— Итальянцы утверждают, что, не побывав на Фьезоле, нельзя уезжать из Флоренции.
— В самом деле?
Он шел за ней, уговаривая и начиная сердиться.
— На такси, — сказал он и покраснел, когда она засмеялась.
Они прошли вдоль левого нефа, а потом рядом с ними вдруг оказался Токарский. Не торопясь, он встал между ними, спиной к Аникину, и сказал:
— Валерия Константиновна, вы видели Мазаччо?
— Что это значит? — пробормотал Аникин.
— Не видели? Непростительно. Пойдемте, я покажу.
Аникин вернулся в гостиницу. Невозможно было затевать ссору. Ладно, повременим. Там видно будет. Ему уже не хотелось на Фьезоле, но, чтобы досадить жене, он все-таки поехал. На худой конец нужно было хоть взять с собой кого-нибудь, знающего итальянский язык, но Анечка ушла, а Лариса, сильно покраснев, отказалась.
Он знал, что это было отчуждение, как бы само собой сложившееся в группе вокруг него и жены.
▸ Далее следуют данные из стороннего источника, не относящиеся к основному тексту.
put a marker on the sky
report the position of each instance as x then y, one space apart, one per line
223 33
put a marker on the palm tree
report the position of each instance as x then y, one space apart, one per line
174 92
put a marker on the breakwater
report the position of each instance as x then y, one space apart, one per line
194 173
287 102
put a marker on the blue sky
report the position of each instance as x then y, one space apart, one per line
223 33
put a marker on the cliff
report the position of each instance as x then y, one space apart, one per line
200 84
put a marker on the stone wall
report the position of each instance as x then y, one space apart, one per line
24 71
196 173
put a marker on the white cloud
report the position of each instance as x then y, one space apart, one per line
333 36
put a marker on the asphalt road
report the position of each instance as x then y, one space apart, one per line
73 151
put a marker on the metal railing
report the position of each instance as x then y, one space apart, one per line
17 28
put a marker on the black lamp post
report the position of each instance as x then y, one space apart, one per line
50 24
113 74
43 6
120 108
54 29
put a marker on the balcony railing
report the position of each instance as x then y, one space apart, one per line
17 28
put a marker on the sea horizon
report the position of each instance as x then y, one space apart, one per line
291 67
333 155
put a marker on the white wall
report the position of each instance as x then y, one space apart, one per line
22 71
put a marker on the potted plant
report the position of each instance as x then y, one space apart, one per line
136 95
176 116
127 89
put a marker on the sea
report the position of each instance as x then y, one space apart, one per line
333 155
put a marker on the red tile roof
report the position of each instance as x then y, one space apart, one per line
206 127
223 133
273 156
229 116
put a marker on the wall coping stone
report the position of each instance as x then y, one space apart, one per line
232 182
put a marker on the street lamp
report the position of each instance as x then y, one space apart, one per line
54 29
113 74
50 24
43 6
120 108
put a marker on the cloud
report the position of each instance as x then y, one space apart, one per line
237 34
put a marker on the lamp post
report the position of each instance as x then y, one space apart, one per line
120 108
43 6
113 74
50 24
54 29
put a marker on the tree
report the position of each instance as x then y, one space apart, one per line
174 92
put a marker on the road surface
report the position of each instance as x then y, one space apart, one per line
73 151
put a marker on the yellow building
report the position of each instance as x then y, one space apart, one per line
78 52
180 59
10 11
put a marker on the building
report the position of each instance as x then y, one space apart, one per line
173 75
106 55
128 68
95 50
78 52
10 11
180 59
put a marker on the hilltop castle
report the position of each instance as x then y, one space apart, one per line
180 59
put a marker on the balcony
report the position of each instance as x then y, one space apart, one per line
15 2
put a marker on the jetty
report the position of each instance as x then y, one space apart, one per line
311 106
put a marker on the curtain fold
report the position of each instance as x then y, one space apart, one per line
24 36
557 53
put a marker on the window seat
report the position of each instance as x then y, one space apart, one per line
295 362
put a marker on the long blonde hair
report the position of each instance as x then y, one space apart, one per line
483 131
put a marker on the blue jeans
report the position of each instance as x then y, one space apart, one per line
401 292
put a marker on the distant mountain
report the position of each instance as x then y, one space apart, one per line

Он плевал на это отчуждение, да, впрочем, и на самую группу!
— Русси? — улыбаясь, спросил шофер и повел рукой, свистнув и показывая спутник, летящий к небу.
— Русси, русси, Фьезоле, — ответил Аникин.
Холмы блестели под солнцем, склоняющимся к закату. Огибая церковь с красноватыми куполами, зубчатые стены поднимались в гору.
— Сан-Миниато? — спросил шофер.
Аникин кивнул. Он не жалел, что поехал. Это было действительно чудо. Он поднялся к церкви, а потом, обогнув ее, пошел в гору, вдоль зубчатых стен. Вдоль другой стороны дороги тянулись, поблескивая, оливковые сады.
Он вспомнил детство, деревню. Жалея себя, он шел с открытой головой под теплым, несильным летним дождем, скатывающимся с серебряных листьев оливок.
Лир было действительно мало, и Аникин вернулся пешком, купив назло жене соломенного осла с добродушно-иронической мордой. Он подарит его кому-нибудь, может быть, Пете. Он вспомнил о сыне с тем чувством неуверенности, которое в последнее время постоянно испытывал и которое, разговаривая с ним, старался скрыть под шутливым тоном, дружеской откровенностью мужчин между собой. Петя молчал, об откровенности не могло быть и речи. О чем он думает, сидя над своими книгами, сочиняя свою музыку, очень странную, но талантливую, как уверяет Миллер? Как он рассердился, когда мать стала уговаривать его ездить в училище на машине! Впрочем, это хорошо, что ему не нравится родительский способ существования. И еще лучше, если после училища он года два пошляется с геологическими партиями или поработает на заводе.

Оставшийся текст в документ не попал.